Nadszedł czas na to, by Artur Boruc zszedł ze sceny. 65-krotny reprezentant Polski niedawno poinformował, że miniony sezon w barwach Legii Warszawa był jego ostatnim w karierze.
20 lipca odbędzie się oficjalne pożegnanie Boruca. Tego dnia w Warszawie miejscowa Legia zmierzy się z Celtikiem Glasgow. Dojdzie zatem do pojedynku dwóch ekip, w których Boruc grał najwięcej.

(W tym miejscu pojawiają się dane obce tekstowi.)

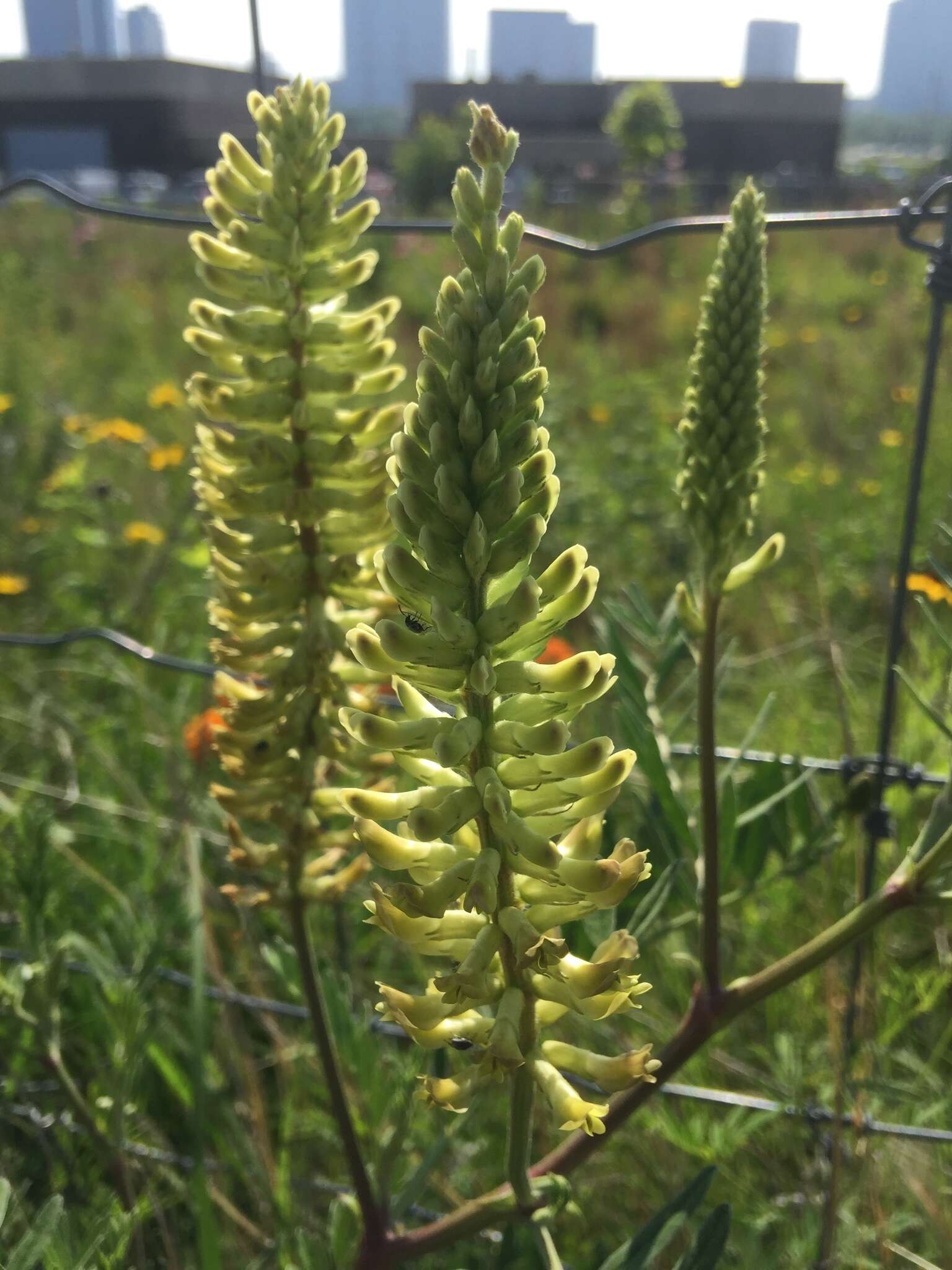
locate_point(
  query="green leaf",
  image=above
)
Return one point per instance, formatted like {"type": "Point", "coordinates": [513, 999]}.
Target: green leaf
{"type": "Point", "coordinates": [413, 1188]}
{"type": "Point", "coordinates": [914, 1259]}
{"type": "Point", "coordinates": [754, 813]}
{"type": "Point", "coordinates": [31, 1249]}
{"type": "Point", "coordinates": [710, 1241]}
{"type": "Point", "coordinates": [728, 824]}
{"type": "Point", "coordinates": [931, 711]}
{"type": "Point", "coordinates": [640, 1251]}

Występował on również w takich klubach jak Southampton FC oraz AFC Bournemouth, a także ACF Fiorentina. Teraz okazuje się, że jego kariera mogła potoczyć się zupełnie inaczej.
ZOBACZ WIDEO: #dziejesiewsporcie: Krychowiak zakpił z... samego siebie. Co za słowa!
W magazynie sportowym Polskiego Radia RDC Boruc wyznał, jakie kluby były zainteresowane tym, by go pozyskać.
- Blisko było Arsenalu, Milanu, Tottenhamu, Manchesteru City - powiedział.
Dlaczego zatem nie wyszło? - Problem na początku był taki, że po doświadczeniach z agentami, sam sobie byłem menedżerem. Nie chciałem nikogo, kto by mi mieszał w głowie - zaznaczył.
- Nie miałem pojęcia, co robić, gdy pojawiały się oferty. Po prostu zostawiałem to klubowi, który negocjował kwotę. Nie wtrącałem się tylko dlatego, że miałem procent z transferu. I zostawiłem to trochę losowi. Może moja próżność wzięła górę... - podsumował gorzko.